Le ministre algérien des Finances, Abdelkrim Bouzred, a exposé les grandes lignes de la trajectoire budgétaire de l’Algérie, visant à ramener le déficit public à un niveau jugé « soutenable », autour de 10 % du produit intérieur brut (PIB) d’ici 2028. Présentée comme pragmatique, cette orientation considère le déficit non comme un déséquilibre à corriger en urgence, mais comme un instrument mobilisable au service de la croissance et de l’investissement.
Dans son argumentaire, le ministre défend l’idée d’un déficit « acceptable » dès lors qu’il finance des investissements productifs. Cette lecture, classique dans le discours des autorités financières, pose toutefois la question de l’efficacité réelle de la dépense publique en Algérie, régulièrement critiquée pour ses faibles retombées économiques, la lenteur des projets et la persistance de capacités productives sous-exploitées.
L’affirmation selon laquelle le déficit soutiendrait la croissance et l’emploi reste, à ce stade, peu étayée par des indicateurs précis de performance.
La réduction progressive du déficit repose principalement sur la réforme du système de subventions, présentée par le ministère comme une nécessité budgétaire. Dans une réponse écrite au député de l’Assemblée populaire nationale, Ahmed Beljilali, Abdelkrim Bouzred a insisté sur la volonté de mieux cibler les aides afin qu’elles bénéficient aux catégories sociales éligibles.
En creux, cette réforme traduit surtout la difficulté de l’État à continuer de financer un système de subventions généralisées devenu coûteux, inefficace et socialement inéquitable.
Si le discours officiel met en avant la rationalisation de la dépense publique, la réforme des subventions soulève des inquiétudes récurrentes quant à son impact sur le pouvoir d’achat, dans un contexte marqué par l’inflation et la stagnation des revenus. L’absence de calendrier détaillé, de mécanismes de compensation clairement définis et de garanties sociales alimente le scepticisme quant à la capacité de l’État à mener cette réforme sans tensions sociales.
Sur le plan fiscal, le gouvernement mise sur l’élargissement de l’assiette et la lutte contre l’évasion pour renforcer les recettes.

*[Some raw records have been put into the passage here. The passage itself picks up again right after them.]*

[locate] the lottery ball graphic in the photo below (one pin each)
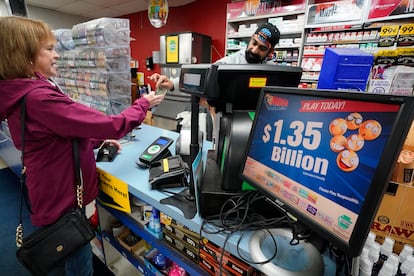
(370, 129)
(354, 120)
(338, 143)
(347, 160)
(355, 142)
(338, 126)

Là encore, les annonces de modernisation, de numérisation et de transparence rappellent des engagements déjà formulés par le passé, avec des résultats jugés limités. L’économie informelle continue de peser lourdement, réduisant l’impact potentiel des réformes sur le déficit.
Enfin, la gestion de la dette intérieure, étalée jusqu’en 2048, et le recours aux émissions de bons du Trésor traduisent une stratégie de financement prudente, mais contrainte. Le gel du financement non conventionnel depuis 2019 est rappelé comme un gage de discipline, sans pour autant masquer la réalité d’un modèle budgétaire toujours dépendant de ressources volatiles et d’ajustements socialement sensibles.
Derrière l’objectif affiché de soutenabilité budgétaire, la stratégie gouvernementale semble ainsi reposer davantage sur la compression des dépenses, en particulier sociales, que sur une transformation structurelle profonde de l’économie algérienne.